Benefits of lung transplantation
There is increasing evidence that lung or heart-lung transplantation can increase life expectancy in appropriately selected patients. Testing this hypothesis has not been straightforward, as randomised controlled trials would not be acceptable in this situation. However, hazards modelling techniques can be employed to calculate the survival benefit from transplantation. There have now been a few published studies that have employed these methods and obtained similar results.1,24–26 The one study that has been performed in a paediatric population calculated a hazard ratio for transplantation of 0.31, equating to a reduction in risk of death of 69% (95% confidence interval 28–87%).1
Assessing the impact of transplantation on health related quality of life is even more difficult, but there is some evidence that quality of life is enhanced in early survivors of lung transplantation. There are no published data from children, largely because of the difficulty in measuring quality of life in childhood. However, it is known that over 90% of children still surviving three years post lung transplantation have no limitation to their activity. Staff working within transplant programmes would insist that the majority of patients do have a substantial improvement in quality of life in the early post-transplant period, and it is this benefit, more than increase in longevity, that justifies the procedure.
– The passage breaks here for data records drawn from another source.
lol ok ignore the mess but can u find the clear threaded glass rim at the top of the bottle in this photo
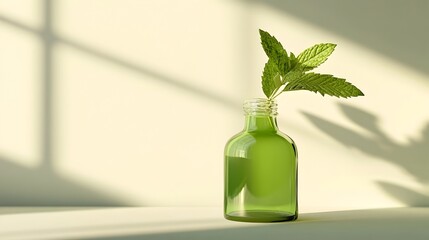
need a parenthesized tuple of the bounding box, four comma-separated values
(243, 98, 277, 116)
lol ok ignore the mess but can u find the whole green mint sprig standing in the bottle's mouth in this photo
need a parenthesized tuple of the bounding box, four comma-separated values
(259, 29, 364, 100)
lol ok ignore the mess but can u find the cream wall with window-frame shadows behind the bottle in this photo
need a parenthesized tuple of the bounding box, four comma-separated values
(0, 0, 429, 211)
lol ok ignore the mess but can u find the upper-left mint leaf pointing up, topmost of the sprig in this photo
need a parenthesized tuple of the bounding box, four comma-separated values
(259, 29, 290, 76)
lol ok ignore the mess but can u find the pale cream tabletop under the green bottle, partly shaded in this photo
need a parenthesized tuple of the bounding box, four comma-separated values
(0, 207, 429, 240)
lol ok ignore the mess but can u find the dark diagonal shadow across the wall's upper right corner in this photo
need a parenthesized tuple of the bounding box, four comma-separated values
(244, 0, 429, 75)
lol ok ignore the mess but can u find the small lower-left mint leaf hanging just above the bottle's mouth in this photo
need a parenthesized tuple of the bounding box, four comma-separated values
(262, 59, 282, 98)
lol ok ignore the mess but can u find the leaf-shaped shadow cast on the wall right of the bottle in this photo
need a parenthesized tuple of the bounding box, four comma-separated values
(303, 103, 429, 207)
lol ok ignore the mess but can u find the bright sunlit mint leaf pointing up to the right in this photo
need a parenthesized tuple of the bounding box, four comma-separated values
(297, 43, 337, 71)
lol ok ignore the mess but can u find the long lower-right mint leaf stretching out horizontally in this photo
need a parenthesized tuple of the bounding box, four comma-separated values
(283, 73, 364, 98)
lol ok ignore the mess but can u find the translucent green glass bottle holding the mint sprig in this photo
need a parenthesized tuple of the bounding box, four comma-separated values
(224, 99, 298, 222)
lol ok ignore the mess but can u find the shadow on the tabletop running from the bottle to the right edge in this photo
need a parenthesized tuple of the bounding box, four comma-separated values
(82, 208, 429, 240)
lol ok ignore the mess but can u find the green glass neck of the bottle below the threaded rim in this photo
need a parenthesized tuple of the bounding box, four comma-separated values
(244, 115, 278, 132)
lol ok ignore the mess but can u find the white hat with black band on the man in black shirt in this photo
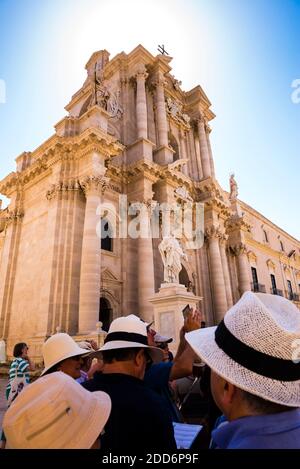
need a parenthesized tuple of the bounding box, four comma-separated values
(100, 314, 163, 363)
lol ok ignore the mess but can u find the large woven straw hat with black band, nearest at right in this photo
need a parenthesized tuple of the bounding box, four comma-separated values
(185, 292, 300, 407)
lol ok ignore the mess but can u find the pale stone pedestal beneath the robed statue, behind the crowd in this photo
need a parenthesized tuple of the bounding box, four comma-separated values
(149, 283, 202, 353)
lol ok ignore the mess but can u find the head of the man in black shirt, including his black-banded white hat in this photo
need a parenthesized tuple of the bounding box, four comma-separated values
(101, 314, 163, 379)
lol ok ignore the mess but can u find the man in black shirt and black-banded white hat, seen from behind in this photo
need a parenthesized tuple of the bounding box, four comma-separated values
(82, 315, 176, 454)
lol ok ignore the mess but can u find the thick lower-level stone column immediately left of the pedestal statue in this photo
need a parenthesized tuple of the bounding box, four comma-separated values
(137, 200, 155, 322)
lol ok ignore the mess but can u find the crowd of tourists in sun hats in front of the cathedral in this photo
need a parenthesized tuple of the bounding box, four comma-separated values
(2, 292, 300, 454)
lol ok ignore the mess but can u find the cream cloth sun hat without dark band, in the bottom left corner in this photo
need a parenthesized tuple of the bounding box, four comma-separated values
(3, 371, 111, 449)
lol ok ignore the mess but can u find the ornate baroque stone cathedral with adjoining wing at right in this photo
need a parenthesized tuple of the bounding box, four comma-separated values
(0, 46, 300, 357)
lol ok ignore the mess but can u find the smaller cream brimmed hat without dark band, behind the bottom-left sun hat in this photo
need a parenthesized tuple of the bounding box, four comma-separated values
(41, 332, 89, 376)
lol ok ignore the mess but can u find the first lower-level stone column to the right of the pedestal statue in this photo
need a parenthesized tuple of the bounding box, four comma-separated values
(205, 226, 227, 322)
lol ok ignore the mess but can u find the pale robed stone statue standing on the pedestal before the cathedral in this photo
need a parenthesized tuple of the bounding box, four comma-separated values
(158, 235, 188, 283)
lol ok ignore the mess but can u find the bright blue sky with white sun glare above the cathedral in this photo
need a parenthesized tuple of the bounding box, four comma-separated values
(0, 0, 300, 239)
The initial enthusiasm for lung or heart-lung transplantation as therapy for end stage lung disease has been tempered, as outcome has remained poorer than for other solid organ transplants, and the supply of organs remained limited. For those children who do opt for transplantation, the majority can expect an increase in longevity with improved pulmonary function, allowing them to undertake previously impossible activities. It is the latter benefit, which in some children results in an extraordinary improvement in their quality of life, which ultimately justifies the procedure.
The results following heart transplantation remain significantly better than those following lung transplantation, substantial improvements in postoperative mortality have been achieved, and increased long term survival can be expected if coronary artery disease is reduced by newer treatment strategies. There are now around 200 children who are survivors of cardiac transplant in the UK, and more paediatricians are becoming involved in shared care of such patients. Heart transplantation is not a permanent cure, but for children with terminal cardiac failure it can be considered a life saving treatment, as it results in long survival with good quality of life for most recipients.